Dear all,
I am trying to run a t-tests over several measurements as a way to explore the power of tibbles containing lists in columns, which I find elegant.
In base R (not using a complex tibble or alike), I would do something like that:
library(broom)
traits <- colnames(iris)[colnames(iris) != "Species"]
list_ttests <- lapply(traits, function(trait) tidy(t.test(iris[iris$Species == "setosa", trait],
iris[iris$Species == "versicolor", trait])))
res1 <- cbind(Traits = traits, do.call("rbind", list_ttests))
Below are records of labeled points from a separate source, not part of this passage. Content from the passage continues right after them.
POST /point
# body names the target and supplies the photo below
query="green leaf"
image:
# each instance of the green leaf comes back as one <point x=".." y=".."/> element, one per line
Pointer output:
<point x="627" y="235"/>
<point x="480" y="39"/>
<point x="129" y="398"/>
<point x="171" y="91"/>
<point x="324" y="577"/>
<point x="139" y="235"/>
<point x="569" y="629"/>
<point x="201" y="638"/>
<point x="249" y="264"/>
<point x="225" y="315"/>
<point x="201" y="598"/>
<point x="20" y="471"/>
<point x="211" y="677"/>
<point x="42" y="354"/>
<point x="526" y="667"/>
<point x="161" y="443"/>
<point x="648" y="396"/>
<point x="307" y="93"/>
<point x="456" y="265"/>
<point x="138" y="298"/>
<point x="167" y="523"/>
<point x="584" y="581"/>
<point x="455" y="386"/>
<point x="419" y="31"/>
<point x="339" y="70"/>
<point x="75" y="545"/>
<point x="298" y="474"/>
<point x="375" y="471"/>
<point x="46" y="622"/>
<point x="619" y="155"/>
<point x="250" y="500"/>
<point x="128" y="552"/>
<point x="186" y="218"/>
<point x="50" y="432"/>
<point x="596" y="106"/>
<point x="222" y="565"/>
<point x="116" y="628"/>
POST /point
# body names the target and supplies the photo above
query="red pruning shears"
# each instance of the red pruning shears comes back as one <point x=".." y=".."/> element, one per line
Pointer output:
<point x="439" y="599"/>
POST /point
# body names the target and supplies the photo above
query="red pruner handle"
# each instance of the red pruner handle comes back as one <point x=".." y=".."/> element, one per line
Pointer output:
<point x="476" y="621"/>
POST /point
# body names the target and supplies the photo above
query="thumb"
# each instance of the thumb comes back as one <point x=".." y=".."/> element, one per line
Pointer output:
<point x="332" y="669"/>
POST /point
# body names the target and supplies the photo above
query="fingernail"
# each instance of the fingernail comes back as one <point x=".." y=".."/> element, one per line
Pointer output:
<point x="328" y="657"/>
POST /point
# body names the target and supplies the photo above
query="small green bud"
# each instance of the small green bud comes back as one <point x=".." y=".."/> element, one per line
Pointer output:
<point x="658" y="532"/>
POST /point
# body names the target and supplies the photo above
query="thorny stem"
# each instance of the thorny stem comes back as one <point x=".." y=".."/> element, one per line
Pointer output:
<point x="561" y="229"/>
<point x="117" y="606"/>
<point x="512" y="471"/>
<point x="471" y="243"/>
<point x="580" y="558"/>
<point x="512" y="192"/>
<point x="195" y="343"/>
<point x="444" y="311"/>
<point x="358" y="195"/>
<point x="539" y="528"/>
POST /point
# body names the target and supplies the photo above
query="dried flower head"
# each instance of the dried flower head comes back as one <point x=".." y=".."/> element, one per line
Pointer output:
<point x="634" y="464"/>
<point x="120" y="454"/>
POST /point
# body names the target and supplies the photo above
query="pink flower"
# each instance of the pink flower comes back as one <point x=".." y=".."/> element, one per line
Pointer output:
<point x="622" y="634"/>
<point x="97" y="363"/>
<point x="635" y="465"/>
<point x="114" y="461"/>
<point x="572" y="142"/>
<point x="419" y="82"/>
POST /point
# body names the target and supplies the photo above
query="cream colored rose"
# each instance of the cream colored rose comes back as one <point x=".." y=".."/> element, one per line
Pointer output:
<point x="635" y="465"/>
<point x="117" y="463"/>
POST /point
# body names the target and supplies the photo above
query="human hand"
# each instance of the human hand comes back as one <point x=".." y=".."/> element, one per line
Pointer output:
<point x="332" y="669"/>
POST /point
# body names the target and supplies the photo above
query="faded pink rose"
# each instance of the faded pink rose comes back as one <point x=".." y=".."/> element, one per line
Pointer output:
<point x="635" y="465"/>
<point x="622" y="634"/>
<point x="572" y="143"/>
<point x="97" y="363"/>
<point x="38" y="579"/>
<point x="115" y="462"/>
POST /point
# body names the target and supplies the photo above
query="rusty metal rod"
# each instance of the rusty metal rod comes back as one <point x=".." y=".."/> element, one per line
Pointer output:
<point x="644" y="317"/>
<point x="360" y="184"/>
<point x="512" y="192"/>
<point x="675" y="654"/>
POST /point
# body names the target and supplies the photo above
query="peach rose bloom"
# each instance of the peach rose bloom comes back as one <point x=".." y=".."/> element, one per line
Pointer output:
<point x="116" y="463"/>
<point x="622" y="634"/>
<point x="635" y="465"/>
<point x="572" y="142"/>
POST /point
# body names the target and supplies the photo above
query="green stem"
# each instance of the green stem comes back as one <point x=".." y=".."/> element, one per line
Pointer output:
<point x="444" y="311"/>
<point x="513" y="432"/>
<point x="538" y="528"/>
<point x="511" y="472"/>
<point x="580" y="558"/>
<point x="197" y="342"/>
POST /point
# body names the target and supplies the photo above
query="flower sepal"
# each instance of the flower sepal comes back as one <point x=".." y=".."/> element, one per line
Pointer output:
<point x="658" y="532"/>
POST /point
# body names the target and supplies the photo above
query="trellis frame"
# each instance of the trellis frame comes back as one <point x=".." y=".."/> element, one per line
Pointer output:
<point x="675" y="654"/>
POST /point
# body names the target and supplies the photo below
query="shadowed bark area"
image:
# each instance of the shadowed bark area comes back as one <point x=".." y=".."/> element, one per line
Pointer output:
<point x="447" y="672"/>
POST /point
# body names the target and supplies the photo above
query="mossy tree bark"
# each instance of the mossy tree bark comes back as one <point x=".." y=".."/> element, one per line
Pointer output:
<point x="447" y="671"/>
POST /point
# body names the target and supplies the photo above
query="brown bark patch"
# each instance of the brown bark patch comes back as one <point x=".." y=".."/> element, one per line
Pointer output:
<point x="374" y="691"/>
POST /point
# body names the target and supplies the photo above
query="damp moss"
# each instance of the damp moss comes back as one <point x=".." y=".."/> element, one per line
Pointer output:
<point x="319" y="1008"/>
colnames(res1)[colnames(res1) %in% c("estimate1", "estimate2")] <- c("mean_setosa", "mean_versicolor")
View(res1)
Trying to embrace tidyverse, I could only come up with the following:
library(tidyr) ## devel version tidyr_0.8.3.9000!
library(dplyr)
library(purrr)
iris %>%
filter(Species %in% c("setosa", "versicolor")) %>%
pivot_longer(cols = -Species, names_to = "variable", values_to = "value") %>%
group_by(Species, variable) %>%
summarise(values = list(value)) %>%
pivot_wider(names_from = Species, values_from = values) %>% ##tibble of lists ready
bind_cols(pmap_df(., ~ tidy(t.test(unlist(..2), unlist(..3))))) %>%
rename(mean_setosa = estimate1, mean_versicolor = estimate2) -> res2
View(res2)
It is not too horrendous, but it is still complicated for beginners.
I wonder if something more elegant could be done to arrive faster to the tibble of lists (i.e. not pivoting twice), and if in the call to pmap there would be way to use column names (setosa and versicolor) instead of the ugly ..1
, ..2
.
Any tips welcome! @mishabalyasin?
Thanks